Day 465: B-Tree Path and Maintenance Costs

The core idea: A B-tree keeps transactional reads fast by maintaining a shallow, ordered page hierarchy, but it charges for that speed on every write through page splits, index maintenance, WAL generation, and cleanup work.

Today's "Aha!" Moment

In 016.md, PayLedger established PostgreSQL as the authority for same-day payroll runs and pushed search and analytics into derived systems. The next question is the one teams usually answer too casually: if PostgreSQL is the hot path, how much indexing can it afford before the write path starts paying more than the product can tolerate?

The useful realization is that a B-tree is not just a "fast lookup" feature. It is a physical promise that keys stay sorted across fixed-size pages so the engine can walk from root to leaf in a small number of hops. That promise is why a payout lookup can stay fast even when the payout table has millions of rows. It is also why inserts, updates, and deletes must keep touching index pages, splitting them when they fill, and cleaning them up after old versions become dead.

For PayLedger, that turns index design into a production budget. During the payroll cutoff window, every status change on a payout may touch the heap row, one or more B-tree indexes, and the WAL stream that replicas must replay. A support filter that looks harmless in staging can become an expensive write tax in production if it adds another hot secondary index to a table that already changes constantly.

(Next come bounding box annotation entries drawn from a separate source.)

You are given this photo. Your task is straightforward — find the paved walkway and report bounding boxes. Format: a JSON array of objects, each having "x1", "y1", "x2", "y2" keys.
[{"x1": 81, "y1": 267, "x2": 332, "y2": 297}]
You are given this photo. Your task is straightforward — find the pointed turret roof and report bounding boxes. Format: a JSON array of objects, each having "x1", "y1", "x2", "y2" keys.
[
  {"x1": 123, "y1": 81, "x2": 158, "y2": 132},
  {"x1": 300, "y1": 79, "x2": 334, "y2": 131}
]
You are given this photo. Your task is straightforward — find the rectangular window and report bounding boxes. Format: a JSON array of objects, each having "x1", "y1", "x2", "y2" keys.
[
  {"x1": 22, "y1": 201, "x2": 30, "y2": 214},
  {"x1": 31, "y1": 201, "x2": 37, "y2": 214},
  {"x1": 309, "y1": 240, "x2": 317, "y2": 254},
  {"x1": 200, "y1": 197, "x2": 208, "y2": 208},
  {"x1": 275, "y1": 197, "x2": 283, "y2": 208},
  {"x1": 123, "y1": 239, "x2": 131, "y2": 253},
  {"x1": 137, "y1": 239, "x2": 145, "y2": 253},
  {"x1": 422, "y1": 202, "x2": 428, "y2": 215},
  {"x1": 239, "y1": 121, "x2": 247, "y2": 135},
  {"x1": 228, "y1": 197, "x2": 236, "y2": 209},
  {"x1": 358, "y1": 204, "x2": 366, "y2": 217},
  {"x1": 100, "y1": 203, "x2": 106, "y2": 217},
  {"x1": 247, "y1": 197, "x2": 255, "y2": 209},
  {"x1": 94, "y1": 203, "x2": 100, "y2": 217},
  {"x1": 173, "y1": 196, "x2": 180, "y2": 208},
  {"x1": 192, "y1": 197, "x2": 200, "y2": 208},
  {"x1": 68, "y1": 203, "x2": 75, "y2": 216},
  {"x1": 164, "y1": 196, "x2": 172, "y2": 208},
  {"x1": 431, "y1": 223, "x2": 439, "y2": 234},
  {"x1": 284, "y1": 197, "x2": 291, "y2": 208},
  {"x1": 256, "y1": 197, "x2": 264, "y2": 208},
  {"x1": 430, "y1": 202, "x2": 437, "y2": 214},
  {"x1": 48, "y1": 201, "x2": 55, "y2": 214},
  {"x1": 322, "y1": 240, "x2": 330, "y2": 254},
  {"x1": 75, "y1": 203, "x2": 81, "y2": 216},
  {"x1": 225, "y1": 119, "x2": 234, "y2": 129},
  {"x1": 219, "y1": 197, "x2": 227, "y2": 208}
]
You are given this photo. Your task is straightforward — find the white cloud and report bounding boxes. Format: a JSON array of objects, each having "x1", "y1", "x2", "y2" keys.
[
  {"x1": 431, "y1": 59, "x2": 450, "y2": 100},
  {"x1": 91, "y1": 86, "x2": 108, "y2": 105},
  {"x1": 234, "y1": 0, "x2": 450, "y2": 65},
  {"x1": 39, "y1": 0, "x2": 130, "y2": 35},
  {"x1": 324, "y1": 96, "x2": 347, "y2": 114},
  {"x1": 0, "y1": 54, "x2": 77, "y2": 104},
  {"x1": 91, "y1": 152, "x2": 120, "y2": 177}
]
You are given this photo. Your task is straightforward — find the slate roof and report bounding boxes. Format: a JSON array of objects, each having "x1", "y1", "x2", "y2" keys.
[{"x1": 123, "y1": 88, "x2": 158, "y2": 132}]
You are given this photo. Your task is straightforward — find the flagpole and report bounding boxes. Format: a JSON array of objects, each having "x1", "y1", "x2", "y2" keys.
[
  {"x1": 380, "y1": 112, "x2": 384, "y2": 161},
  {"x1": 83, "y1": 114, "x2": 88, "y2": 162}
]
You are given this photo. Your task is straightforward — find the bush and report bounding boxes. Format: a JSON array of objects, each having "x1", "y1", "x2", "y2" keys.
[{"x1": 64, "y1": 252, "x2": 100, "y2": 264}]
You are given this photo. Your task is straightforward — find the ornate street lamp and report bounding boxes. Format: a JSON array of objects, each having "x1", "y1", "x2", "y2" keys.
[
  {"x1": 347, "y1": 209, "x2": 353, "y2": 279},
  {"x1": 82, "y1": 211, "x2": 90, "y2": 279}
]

The common mistake is to think an index costs money only when a query uses it. In a page-oriented transactional engine, the opposite is often more important: an index is paid for continuously by the write path so that future reads can remain cheap and predictable.

Why This Matters

PayLedger closes same-day payroll runs under a narrow cutoff. While that window is open, the platform performs point reads to fetch one payout, bounded range scans to find the next batch of work, and status updates as settlements move from scheduled to submitted, settled, or failed. Support also wants richer filtering during incidents: "show failed payouts for tenant acme-co in the April 2026 run with processor code R03."

If the team treats every new filter as a reason to add another B-tree index, the read side looks better for a while and the write side quietly deteriorates. Inserts dirty more pages. Updates stop qualifying for cheap heap-only updates when indexed columns change. Page splits create extra WAL and more random I/O. Replicas replay more work. Autovacuum has more dead tuples and index pages to clean. None of that is visible in a simple query benchmark, but all of it appears when payroll traffic peaks.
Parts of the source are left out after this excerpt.